While that seems to mean which of Soyinka’s plays the writer prefers to read often or likes best, instead of echoing what he once said that he does not go back to read any work he has finished work on, Soyinka only turned it into a game of pun.
He noted, “To be clear, I prefer to take something else to bed – something else other than my plays. I don’t believe in masturbation. So, I don’t take any of my plays to bed.”
And the theatre reeled with laughter.
‘I am not obscure to myself’
Soyinka spoke on various other aspects of his literary career and the book industry in Nigeria. In response to a question, he noted that despite the threats posed by the TV, film and social media, theatre would always survive and exert its relevance in terms of the live attractions it offers. He agrees that there is a widespread problem of dwindling reading culture, but recognises the efforts of some groups – including Rainbow Books (especially the Garden City Literary Festival), President Goodluck Jonathan’s Bring Back the Book campaign and the intervention of the Lumina Foundation.

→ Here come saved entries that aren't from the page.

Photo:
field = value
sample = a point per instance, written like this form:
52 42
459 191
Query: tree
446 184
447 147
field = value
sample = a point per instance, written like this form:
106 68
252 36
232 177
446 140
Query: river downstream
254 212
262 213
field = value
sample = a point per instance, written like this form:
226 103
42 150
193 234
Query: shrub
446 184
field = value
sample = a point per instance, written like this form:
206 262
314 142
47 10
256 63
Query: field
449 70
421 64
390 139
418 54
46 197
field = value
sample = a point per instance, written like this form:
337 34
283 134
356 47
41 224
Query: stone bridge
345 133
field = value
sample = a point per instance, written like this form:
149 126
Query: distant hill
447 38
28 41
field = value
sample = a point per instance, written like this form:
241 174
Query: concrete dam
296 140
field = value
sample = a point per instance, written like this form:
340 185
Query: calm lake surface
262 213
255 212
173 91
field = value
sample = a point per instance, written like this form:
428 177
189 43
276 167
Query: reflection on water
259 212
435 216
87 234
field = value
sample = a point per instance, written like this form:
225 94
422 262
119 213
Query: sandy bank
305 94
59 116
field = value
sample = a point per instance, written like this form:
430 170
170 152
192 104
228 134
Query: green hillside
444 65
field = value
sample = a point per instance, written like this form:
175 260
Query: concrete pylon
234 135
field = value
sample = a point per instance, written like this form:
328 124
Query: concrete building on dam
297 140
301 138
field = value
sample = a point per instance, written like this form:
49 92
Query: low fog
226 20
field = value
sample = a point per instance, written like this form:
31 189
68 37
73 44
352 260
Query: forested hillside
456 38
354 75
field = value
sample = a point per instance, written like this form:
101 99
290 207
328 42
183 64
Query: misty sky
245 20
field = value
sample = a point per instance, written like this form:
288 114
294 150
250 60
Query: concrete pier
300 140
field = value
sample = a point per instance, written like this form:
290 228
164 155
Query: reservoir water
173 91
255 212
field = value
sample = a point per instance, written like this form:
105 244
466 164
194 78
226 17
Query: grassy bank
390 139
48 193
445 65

Noting that the decision of multinational publishers to pull out of some companies in Nigeria affected the progress of the publishing sector, he recalled a failed attempt he made in the past to float a publishing outfit alongside his old Orisun Theatre. Neither he, nor a friend he put in its charge, had the entrepreneurial wit to see it through. Back to his writing, however, a young lady called Tope took the house back to the ageless question of Soyinka’s writings and obscurity. She demanded to know why the language of many of his books are inaccessible.
At 78, some may think the writer would have become sober and repentant over this. Rather than pragmatically aging into the Guinness Book of Records by rising and apologising to readers living and dead, Soyinka more or less told the crowd that what they call accessibility is what he loves most in books, especially the literary.
According to him, there are many books he reads that if they are immediately accessible, he puts them down and go back to them later with the hope that he would not meet them so later. The audience could only laugh at the irony when he soon added, “When I go back to such books and I find them the same, I throw them away. I advise you to do the same. So, I don’t feel anybody is shortchanged if they cannot access my books.”